AT LAST: A Tribute to Etta James

Review of AT LAST: A Tribute to Etta James
Written and directed by Jackie Taylor 
Co-director Daryl D. Brooks, Musical Director Robert Reddrick
Through December 28, 2014
At the Black Ensemble Theater in Chicago

"Etta James. Etta James, Etta James, I gotta have my Etta James." This refrain is repeated over and over again in an almost ritualized fashion evoking the great singer of blues, jazz, country blues, soul, rock and roll, and just about anything else that was thrown at her in Jackie Taylor's dramatized revue AT LAST: A TRIBUTE TO ETTA JAMES at the Black Ensemble Theater in Chicago.

The show posits the many Etta James' and has five wonderful singers portraying each of her multi-dimensions played by Candace Edwards, Arzula Gardner Melanie McCullogh, Alanna Taylor, and Yahdina Udeen. Each has a different aspect of her personality and each has her own incredible singing voice.

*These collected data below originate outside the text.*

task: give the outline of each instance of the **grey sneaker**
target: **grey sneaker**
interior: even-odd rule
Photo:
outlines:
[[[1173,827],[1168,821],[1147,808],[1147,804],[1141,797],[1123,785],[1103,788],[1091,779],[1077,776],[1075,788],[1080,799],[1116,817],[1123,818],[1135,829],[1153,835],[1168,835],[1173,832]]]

One who is more soulful, to one who is more gutsy, to one who is more childlike, to one who is more bluesy, and to one who is a more straight-ahead composite of all them. And the women explore the many personalities behind the songs at the prodding and demanding of one Ms. Real. She insists that they are all brought together to understand and pay tribute to the great person that they all represent.

Taylor's dramatic revue is about how Ms. Real, played by Rueben Echoles, who is conducting the "tribute" to Etta, insists that they must explore the different facets of Etta's psychology: her bouts with depression and drugs, her self hating, her problems with men and her inability to love herself. And the show has the many Etta James' argue with themselves and sing their hearts out from one hit song to another (with much support from the audience who do shout outs as though at church).  

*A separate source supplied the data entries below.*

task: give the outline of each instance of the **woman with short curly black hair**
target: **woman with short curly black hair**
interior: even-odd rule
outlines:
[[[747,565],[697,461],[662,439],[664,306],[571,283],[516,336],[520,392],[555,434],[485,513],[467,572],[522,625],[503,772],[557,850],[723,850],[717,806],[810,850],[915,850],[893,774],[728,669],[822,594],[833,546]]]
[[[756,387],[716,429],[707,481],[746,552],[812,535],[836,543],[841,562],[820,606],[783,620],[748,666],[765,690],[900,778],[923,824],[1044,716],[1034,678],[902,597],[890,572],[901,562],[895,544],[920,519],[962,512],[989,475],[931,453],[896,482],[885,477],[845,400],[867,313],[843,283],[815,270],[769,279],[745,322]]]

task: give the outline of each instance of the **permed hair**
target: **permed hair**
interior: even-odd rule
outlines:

In Etta James' memoir "Rage to Survive" she has to go through such therapeutic experiences, when she is given the choice by a judge to go to rehab or go to jail for her drug habits as well as other crimes she has committed. She chose rehab and just as in Taylor's show, Etta resisted learning about her psychological disorders with all her might. 

Throughout, each singer taunts the other in opposition, counterpoint and in exploration of the true Etta James. This is enacted in the second act by a singing competition and each Etta James tries to outdo the other in singing prowess reaching and raising the rafters on each song and finally coming to the realization that each is an important aspect of who Etta is. Imagine James Brown, Phoebe Snow, Diana Ross, Roberta Flack and Mahalia Jackson all combined into one and maybe you'll understand the power and emotion of Etta James. Clearly Jackie Taylor milks the most out of these singing voices (and Etta's voice did change over the course of her career).

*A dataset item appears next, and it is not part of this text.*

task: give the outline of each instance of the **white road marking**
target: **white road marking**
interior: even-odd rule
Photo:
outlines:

The weaknesses in the piece are in the scriptwriting, especially in the first act as it sets up the confrontations in the second act, and in how it doesn't really tell us much about Etta James' life story. According to her memoir it is fascinating, dramatic, heartbreaking, and poignant. 

But the singing and the performances of each of the Etta James' is truly amazing. They go from one iconic song to the next and finally end on what we have all been waiting for "At Last." And even though we know that this is where they are heading from the very beginning -- as we hear from each actor singing from the depths of Etta's soul, we must join in and say "Etta James, Etta James, Etta James, I gotta have my Etta James."